Candellone e Finotto: "Abbiamo scelto Terni senza pensarci troppo"

 di Marina Ferretti  articolo letto 1901 volte
Candellone e Finotto: "Abbiamo scelto Terni senza pensarci troppo"

Sta iniziando la presentazione dei due nuovi acquisti della Ternana, Leonardo Candellone e Mattia Finotto, i due attaccanti provenienti rispettivamente da Torino e Spal. 

Candellone: "Vengo qui con tanta voglia di lavorare e fare bene".

Finotto: "Anche io sono super motivato, il campionato di Serie B è molto bello. Sono qui per acquisire un po' di minutaggio in più, e credo che la Ternana sia la scelta giusta".

L'impatto con Pochesci?
Finotto: "Bene, ci tiene tantop alla fase offensiva e credo che per me sia la scelta giusta".
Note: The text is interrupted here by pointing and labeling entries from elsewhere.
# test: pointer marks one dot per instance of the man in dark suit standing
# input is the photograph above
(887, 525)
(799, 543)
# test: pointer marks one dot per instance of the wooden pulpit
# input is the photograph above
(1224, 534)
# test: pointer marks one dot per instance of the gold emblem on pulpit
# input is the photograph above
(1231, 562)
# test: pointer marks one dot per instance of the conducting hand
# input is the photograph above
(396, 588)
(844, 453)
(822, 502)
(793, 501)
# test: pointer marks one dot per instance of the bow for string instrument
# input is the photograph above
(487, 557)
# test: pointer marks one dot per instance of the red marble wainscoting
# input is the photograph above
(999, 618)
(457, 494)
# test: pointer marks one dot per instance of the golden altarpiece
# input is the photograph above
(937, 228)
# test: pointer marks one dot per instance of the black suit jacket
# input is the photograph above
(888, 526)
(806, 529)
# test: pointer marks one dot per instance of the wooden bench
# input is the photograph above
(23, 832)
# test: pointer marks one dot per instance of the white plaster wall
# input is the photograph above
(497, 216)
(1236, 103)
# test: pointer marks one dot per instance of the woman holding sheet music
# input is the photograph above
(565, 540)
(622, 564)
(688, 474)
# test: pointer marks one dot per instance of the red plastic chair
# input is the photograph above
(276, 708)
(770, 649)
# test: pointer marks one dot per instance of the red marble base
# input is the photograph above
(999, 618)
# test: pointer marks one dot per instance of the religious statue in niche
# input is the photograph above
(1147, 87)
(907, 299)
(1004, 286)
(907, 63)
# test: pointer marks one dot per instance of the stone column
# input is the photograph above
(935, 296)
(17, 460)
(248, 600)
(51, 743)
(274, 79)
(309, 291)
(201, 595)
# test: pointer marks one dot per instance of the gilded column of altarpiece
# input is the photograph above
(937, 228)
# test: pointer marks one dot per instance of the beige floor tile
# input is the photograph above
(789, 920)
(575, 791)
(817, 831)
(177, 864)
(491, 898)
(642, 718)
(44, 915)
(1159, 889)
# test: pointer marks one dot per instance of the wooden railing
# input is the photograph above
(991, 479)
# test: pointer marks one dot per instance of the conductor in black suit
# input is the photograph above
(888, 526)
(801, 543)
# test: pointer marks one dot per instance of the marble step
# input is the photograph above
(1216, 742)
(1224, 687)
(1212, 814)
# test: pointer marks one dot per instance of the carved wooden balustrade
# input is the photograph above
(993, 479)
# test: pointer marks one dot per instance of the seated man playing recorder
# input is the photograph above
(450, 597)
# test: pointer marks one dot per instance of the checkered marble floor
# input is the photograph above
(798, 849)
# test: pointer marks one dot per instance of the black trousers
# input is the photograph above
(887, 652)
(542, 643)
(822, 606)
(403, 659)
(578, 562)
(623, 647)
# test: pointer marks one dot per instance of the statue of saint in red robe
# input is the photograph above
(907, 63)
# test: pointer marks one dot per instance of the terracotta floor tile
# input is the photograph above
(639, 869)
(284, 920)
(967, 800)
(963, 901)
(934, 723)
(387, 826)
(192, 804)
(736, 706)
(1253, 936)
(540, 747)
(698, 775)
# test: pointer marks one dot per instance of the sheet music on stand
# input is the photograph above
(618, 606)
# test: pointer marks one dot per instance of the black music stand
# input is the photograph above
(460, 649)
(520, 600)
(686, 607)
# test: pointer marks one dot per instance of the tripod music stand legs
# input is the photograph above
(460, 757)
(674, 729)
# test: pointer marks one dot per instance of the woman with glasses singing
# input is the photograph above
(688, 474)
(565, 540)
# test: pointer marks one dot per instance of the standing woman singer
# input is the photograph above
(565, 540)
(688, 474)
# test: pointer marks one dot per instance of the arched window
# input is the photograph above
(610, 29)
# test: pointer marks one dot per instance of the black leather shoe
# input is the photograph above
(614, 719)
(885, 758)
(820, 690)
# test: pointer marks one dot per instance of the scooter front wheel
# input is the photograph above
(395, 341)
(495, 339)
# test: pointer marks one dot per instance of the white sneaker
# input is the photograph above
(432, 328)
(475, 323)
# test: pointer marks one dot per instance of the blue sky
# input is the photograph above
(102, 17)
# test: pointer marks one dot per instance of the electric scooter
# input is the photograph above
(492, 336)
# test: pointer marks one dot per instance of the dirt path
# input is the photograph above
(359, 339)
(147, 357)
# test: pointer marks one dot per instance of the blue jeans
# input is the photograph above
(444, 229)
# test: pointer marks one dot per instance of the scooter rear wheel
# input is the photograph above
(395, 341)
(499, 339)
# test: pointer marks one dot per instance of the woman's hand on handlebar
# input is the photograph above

Mattia, quanto è stato difficile l'anno scorso avere davanti Antenucci e Floccari?
Finotto: "E' stato bello averli davanti, ma le mie occasioni le ho avute e avrei anche potuto fare qualche gol in più, con un po' più di continuità e sicurezza, quell che devo acquisire qui. Non sono una prima punta classica, mi piace muovermi e andare in profondità, poi vedremo cosa serve al mister, posso adattarmi".

Anche tu Leonardo hai caratteristiche simili...
Candellone: "Si, anche a me piace muovermi e attaccare gli spazi, ma credo che gli spazi si trovino per giocare anche insieme. L'anno scorso a Gubbio era la prima volta che vedevo il professionismo vero, ed è stato molto importante confrontarmi con questa realtà".

Finotto, tu hai avuto molte occasioni per segnare: devi diventare più cinico. Stessa cosa vale per te Candellone: anche tu dovrai cercare di essere più egoista sotto rete. Avete ambizioni simili dunque?
Candellone: "Bisogna ancora vedere bene le nostre caratteristiche, per conoscerci meglio".

Mattia, come è stata la trattativa che ti ha portato a Terni?
Finotto: "E' stata una mia volontà quella di venire a Terni, anche Antenucci mi ha parlato molto bene della piazza e appena ne ho avuto l'opportunità sono venuto subito".

Tu Leonardo sembrava che dovessi rimanere a Gubbio, poi stavi per firmare per il Pordenone: è vero? E cosa ti porti da Torino?
Candellone: "Si, il Gubbio mi aveva cercato e anche il Pordenone, ma io avevo voglia di fare un gradino in più e la Ternana mi ha voluto fortemente. Non ci ho pensato molto a venire in verità".

Come vi ha convinti la Ternana?
Finotto: "La Ternana mi ha cercato con assiduità. Terni è una bellissima piazza, tutti me ne hanno parlato bene. Poi c'è la nuova proprietà che crea un po' di entusiasmo e il fatto che mi volessero così tanto mi ha fatto pensare che potrò trovare continuità". 

Candellone: "Ho scelto subito di venire quando il direttore mi ha chiamato, perchè a Terni si lavora bene e il gruppo è già molto affiatato e mi ha permeso di integrarmi velocemente. Credo sia la giusta scelta per me".

Leonardo che difficoltà hai trovato nel passaggio Primavera-Lega Pro e quali ti aspetti di trovare con queston ulteriore passaggio di categoria?
Candellone: "Lo step più importante dalla Pimavera è il salto fisico, perchè fisicamente è un campionato molto duro. Credo che in B si trovi maggior velocità di pensiero, perchè ci sono molti giocatori forti che leggono bene le situazioni: più si va avanti e più aumenta la velocità di pensiero".